Der Kontrast sticht erst so richtig ins Auge, wenn man in dem Herrensalon mit seiner handgeschnitzten Wandvertäfelung samt den opulenten Engeln am Kamin Platz nimmt und das in Dauerschleife laufende Video betrachtet: Auf dem flachen Großbildschirm ist einer dieser Altstadtpaläste von Palma zu sehen, wie er vorgefunden wurde, nachdem er jahrzehntelang unbewohnt verfiel - mit zerbrochenen Fenstern, abgeplatzten Decken, vergammelten Wandtapeten, verrosteten Fenstergittern, maroden Treppen, aufgewellten Fliesenböden und einem bis in den ersten Stock zugewucherten Innenhof. Dornröschenhaft. Ein altes Herrenhaus, das scheinbar jede Hoffnung aufgegeben hatte, wachgeküsst zu werden ...

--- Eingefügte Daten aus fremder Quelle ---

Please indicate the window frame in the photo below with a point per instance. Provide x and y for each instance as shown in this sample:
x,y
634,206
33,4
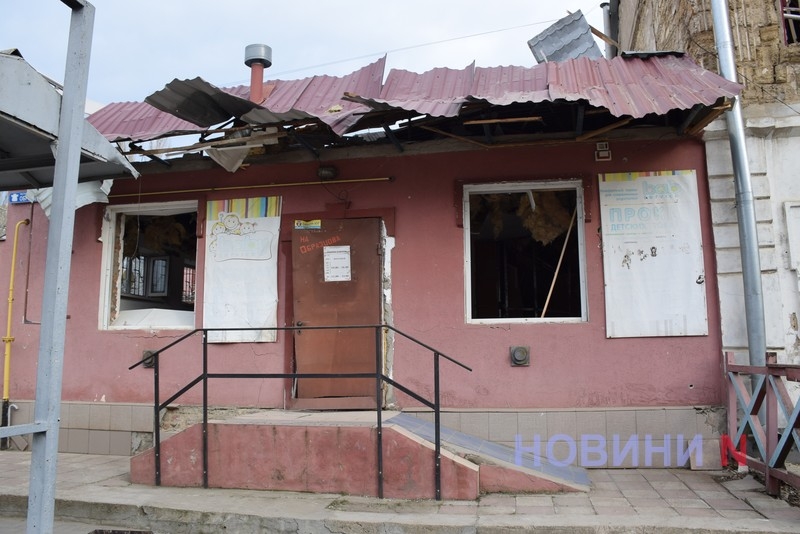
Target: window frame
x,y
110,281
522,187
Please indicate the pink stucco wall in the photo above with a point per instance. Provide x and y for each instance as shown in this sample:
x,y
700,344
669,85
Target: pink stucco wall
x,y
573,365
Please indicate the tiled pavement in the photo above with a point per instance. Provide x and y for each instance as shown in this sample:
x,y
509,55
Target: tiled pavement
x,y
93,490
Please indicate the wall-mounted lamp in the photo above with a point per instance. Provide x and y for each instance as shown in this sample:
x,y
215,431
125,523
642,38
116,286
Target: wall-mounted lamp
x,y
520,356
149,359
327,172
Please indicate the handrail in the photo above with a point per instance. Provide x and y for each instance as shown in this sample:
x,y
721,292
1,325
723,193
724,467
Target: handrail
x,y
765,394
378,375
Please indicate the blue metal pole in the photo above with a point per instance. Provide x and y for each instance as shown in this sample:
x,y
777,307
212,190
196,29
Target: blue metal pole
x,y
47,407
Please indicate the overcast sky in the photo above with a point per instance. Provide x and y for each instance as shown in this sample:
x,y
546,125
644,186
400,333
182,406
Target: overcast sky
x,y
139,46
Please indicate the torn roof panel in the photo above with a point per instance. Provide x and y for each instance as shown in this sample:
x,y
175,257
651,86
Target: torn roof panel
x,y
568,38
632,86
122,121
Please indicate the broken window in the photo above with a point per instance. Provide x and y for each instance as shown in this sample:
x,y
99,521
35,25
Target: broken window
x,y
524,258
791,20
150,257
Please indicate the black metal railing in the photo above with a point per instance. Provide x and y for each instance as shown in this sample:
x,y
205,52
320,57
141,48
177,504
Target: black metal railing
x,y
152,360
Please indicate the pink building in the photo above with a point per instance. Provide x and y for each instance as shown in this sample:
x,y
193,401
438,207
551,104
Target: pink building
x,y
549,227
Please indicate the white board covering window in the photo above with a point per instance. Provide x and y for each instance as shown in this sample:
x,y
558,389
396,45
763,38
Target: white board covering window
x,y
241,269
652,254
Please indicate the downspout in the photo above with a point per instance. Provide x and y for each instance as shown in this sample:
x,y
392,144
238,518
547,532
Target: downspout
x,y
745,206
8,339
611,26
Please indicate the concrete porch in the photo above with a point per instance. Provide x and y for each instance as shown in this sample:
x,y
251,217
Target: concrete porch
x,y
335,452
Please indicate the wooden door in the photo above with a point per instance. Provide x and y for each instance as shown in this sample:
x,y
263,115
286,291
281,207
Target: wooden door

Doch nun ist jenes Herrenzimmer, in dem das Video flimmert, just das Zentrum des Hauses, dessen einstiger Verfall dokumentiert wurde. Das Video und der Salon machen die Vergangenheit und die Gegenwart des Herrenhauses in eindrucksvoller Weise greif- und begreifbar. Der Weg zum einstigen Wohnzimmer der Adelsfamilie führt durch eine makellos herausgeputzte Eingangslobby samt schmucker Freitreppe, auch der Patio vor dem Fenster ist picobello, das gesamte Ambiente atmet elegante Gediegenheit, während rund 300 geladene Gäste unter vielen "Ahs" und "Ohs" sich staunend durch das Anwesen schieben.
Willkommen in Palmas jüngsten Fünf-Sterne-Boutique-Hotel Súmmum in der Altstadtgasse Concepció, das am Freitag vergangener Woche sein Eröffnungsfest feierte. Es ist das 22. Hotel dieser Art im Zentrum von Palma, ein Etablissement mit 18 Zimmern, in einem Herrenhaus aus dem 15. Jahrhundert, das 1874 im Stile der Zeit umgestaltet und renoviert worden war und seit 1964 leer stand.
Dann nahm sich Juan Vich des Hauses an. Der Patron einer palmesaner Hoteliersfamilie sah die Gelegenheit, in der heruntergekommenen Immobilie eines der edelsten Klein-Unterkünfte samt dem französischen Restaurant "Equus" unterzubringen, passenderweise im alten Pferdestall des Anwesens neben der Einfahrt für die Kutsche.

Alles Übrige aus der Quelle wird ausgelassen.